What is a Data Source?

The building blocks of data organization are datasets. Each dataset can pull and unify data from multiple data sources. Each dataset resides in a destination.

In simple terms, Qluster's connector reaches out to your data source, receives data from it, and writes it to your dataset at your destination. 

A data source answers the following basic questions:

What is the connection information, such as the bucket name and credentials to a file object storage such as AWS S3?
Which files should it pull? For example, look for files that are in a specific folder.
How often to look for new files in the data source?
Specific validation rules apply only to this data source and not your entire dataset.

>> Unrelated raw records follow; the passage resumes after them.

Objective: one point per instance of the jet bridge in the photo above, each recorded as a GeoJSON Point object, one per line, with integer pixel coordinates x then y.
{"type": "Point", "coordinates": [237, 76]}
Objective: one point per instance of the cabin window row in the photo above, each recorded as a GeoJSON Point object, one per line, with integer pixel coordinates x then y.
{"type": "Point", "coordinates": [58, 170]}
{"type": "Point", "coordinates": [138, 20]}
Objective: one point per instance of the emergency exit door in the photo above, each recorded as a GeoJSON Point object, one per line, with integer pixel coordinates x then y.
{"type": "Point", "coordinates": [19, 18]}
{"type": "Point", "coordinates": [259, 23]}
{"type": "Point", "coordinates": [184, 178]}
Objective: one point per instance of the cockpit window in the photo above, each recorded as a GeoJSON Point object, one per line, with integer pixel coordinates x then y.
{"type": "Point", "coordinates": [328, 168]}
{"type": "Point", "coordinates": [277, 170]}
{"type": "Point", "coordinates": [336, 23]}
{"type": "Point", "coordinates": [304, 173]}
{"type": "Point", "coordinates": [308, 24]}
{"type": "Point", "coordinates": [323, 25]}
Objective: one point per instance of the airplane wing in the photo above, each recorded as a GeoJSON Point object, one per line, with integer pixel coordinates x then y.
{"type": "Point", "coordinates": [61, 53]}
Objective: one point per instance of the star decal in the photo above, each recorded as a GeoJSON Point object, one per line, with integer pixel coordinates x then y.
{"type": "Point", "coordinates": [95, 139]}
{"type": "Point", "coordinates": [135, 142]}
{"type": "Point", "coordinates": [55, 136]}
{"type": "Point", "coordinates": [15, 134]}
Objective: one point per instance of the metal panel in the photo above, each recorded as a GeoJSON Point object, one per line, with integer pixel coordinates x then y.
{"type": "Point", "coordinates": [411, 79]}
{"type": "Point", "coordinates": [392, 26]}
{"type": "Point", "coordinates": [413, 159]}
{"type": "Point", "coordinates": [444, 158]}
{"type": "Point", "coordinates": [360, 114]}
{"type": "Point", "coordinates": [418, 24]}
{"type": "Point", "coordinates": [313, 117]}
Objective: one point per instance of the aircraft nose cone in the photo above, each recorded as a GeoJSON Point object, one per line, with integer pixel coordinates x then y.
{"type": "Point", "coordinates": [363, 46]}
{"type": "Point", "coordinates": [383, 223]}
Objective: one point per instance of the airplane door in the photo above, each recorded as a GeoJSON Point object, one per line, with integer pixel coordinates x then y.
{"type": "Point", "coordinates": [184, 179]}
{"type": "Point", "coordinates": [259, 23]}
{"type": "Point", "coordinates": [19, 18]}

Data Source vs. DataSet vs. Destination

There can be multiple data sources for each data set. However, typically each data source corresponds to a specific type of data from a particular data vendor.

For example, a marketplace company can have an "inventory" dataset. This dataset lives in a specific database instance. In Qluster terms, the database instance is called a destination.

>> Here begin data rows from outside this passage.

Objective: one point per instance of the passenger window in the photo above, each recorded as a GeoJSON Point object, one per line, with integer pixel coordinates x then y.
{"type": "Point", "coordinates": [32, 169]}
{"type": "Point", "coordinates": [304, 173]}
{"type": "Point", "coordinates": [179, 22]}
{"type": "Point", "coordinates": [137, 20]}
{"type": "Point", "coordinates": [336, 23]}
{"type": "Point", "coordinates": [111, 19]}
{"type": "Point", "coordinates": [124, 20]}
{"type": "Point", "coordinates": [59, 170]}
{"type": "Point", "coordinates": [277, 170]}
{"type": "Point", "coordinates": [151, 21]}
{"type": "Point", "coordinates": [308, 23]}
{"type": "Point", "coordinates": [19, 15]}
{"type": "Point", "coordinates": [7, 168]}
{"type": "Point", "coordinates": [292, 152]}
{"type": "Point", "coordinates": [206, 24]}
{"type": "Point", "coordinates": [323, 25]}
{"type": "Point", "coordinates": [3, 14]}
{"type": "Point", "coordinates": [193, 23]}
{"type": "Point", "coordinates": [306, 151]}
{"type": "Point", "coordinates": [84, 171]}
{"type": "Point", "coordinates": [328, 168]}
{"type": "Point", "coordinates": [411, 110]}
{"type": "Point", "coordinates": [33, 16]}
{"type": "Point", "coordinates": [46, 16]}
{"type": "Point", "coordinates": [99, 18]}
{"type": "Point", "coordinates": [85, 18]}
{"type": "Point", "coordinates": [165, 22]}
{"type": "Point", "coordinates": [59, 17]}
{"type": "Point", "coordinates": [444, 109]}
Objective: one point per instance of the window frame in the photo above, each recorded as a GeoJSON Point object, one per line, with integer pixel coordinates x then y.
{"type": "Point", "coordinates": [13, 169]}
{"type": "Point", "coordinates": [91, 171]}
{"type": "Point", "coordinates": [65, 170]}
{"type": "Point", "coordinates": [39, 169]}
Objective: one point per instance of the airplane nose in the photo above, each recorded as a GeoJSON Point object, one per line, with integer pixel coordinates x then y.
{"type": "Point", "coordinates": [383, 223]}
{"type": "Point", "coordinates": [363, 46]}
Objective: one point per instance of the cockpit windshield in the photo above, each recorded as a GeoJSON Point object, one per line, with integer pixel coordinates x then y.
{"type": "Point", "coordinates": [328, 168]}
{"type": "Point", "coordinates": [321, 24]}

The marketplace company is pulling inventory data from multiple stores. Each store has its way of providing inventory data to the marketplace company.

For Example:

Vendor 1 puts their data as a CSV file once a day on an FTP server.
Vendor 2 puts a zip compressed tab separated TSV file once an hour on an AWS S3 bucket.
Vendor 3 uses Qluster's UI to upload an Excel file of their inventory anytime they want.
Each one of these vendors can still log in to Qluster and upload their files manually if needed.

In this case, the inventory dataset has three data sources, one for each vendor. Each data source can have its own "rules".

For example, vendor 1 calls a column "brand". Vendor 2 calls the same column "manufacturer". Once the data is in the dataset, we want to have a "brand" column showing data from both vendors.